When the meal was done, however, the innkeeper approached the “rabbi” and spoke with great sorrow. “Rabbi, you must pray for my son,” he said. “He is dying and the doctors have given up hope. But the Holy One, blessed be his name, may respond to our prayers.”

The counterfeit rabbi looked desperately to his friends for help. They motioned for him to go with the innkeeper to his son’s bedside. They had begun this hypocritical game, and now there was no choice but to keep on playing the game. The mock rabbi accompanied the distraught father to his son’s sick bed.

That night, the three travelers slept fitfully. They were eager to get out of town before their deception was discovered. In the morning, the innkeeper, still hoping for a miracle and grateful for the prayer of this visiting “rabbi,” sent the party off with the loan of a carriage and a team of horses.

They left the village and traveled to the great city where they spent magnificent holy days under the spell of the famous rabbi. His teaching of the Torah carried their spirits to the very vault of heaven. But too soon, the holy days were at an end, and the three companions had to go back home through the same village to return the borrowed carriage and horses.

Terrified, the mock rabbi resumed his disguise; his heart was in his throat as they approached the village, especially when he saw the innkeeper running toward them, waving his arms furiously. But to the pretender’s delight and surprise, the innkeeper embraced him with joy, exclaiming, “Thank you, rabbi. Only one hour after you left our village, my son arose from his bed well and strong. The doctors were amazed, but my son lives, and I am grateful for your faithful prayer.”

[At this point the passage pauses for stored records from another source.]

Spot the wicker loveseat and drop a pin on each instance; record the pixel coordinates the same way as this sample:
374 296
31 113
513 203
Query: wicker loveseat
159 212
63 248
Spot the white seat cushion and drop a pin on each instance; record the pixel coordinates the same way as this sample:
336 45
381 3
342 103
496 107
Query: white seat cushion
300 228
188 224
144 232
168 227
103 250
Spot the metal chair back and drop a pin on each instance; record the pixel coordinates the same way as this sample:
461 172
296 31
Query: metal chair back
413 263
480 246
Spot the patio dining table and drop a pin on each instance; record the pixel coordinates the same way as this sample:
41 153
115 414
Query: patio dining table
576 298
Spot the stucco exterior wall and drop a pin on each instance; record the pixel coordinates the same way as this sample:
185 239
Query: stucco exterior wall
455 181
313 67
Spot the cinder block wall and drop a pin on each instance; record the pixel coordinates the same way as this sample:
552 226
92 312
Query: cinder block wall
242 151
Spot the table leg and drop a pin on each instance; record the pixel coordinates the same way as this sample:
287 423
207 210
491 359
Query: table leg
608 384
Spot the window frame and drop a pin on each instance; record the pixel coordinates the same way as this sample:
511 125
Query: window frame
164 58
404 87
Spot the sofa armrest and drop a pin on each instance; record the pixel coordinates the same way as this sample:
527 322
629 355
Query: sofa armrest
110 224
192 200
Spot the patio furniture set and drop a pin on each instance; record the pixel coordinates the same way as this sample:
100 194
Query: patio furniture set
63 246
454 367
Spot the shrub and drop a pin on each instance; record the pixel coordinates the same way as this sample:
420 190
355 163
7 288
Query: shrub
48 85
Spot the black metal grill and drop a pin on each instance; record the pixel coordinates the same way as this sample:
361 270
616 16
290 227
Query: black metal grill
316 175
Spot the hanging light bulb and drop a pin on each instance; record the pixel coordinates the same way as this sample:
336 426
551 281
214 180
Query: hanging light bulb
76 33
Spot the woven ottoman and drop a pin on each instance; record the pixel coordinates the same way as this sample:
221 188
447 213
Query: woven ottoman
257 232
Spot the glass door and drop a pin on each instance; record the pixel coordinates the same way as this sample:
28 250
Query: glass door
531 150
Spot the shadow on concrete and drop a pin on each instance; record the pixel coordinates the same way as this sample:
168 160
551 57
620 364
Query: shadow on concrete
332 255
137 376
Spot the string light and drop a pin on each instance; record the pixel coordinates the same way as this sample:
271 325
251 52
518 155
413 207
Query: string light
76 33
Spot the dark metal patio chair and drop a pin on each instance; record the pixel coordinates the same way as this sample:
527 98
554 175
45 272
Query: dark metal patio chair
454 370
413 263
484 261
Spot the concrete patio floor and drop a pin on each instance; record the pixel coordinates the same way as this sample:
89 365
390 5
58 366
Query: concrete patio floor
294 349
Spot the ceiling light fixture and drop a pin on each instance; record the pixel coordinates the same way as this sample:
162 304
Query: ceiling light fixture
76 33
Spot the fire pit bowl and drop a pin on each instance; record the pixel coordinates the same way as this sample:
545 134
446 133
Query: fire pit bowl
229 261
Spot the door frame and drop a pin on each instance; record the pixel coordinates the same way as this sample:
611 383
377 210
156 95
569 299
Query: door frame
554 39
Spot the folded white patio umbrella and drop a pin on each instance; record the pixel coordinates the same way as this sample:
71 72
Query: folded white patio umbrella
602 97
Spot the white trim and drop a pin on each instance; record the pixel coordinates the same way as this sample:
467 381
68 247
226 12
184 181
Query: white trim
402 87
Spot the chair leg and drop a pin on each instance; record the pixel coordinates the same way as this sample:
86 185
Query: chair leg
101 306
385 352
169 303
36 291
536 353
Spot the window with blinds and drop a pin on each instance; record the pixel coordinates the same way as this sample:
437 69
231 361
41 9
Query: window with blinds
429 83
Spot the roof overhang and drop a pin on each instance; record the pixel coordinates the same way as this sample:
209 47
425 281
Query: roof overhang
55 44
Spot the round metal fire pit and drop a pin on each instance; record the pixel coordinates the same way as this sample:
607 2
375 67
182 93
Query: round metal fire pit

The two companions looked with astonishment at their phony “rabbi” companion. What had happened? Had his prayer healed the boy? Was he truly a rabbi all along, without telling them? When they were alone, they turned on him with their questions. “What had he done at the boy’s death bed?” they demanded to know.

He replied that he had stood at the boy’s side in silence and then began to lift his thought to heaven: “Master of the universe, please; this father and son should not be punished because they think I am a rabbi. What am I? I am nothing! A pretender! If this child dies, his father will think a rabbi can do nothing. So, Master of the universe, not because of me, but because of his father and his faith, can it hurt that his son would be healed?”

The Hasidim tell this story because of its profound insight into all of us. We are all pretenders, fall short of what God’s desire of us is.

My prayer for myself and for you is that this Lenten season, we remove the masks we hide behind. Take the inward, healing, cleansing journey and allow God’s gracious, merciful, and redemptive work to begin in us.

So that…by Easter Sunday, God will have renewed our spirits by the transforming of our minds.

I look forward to the journey with you.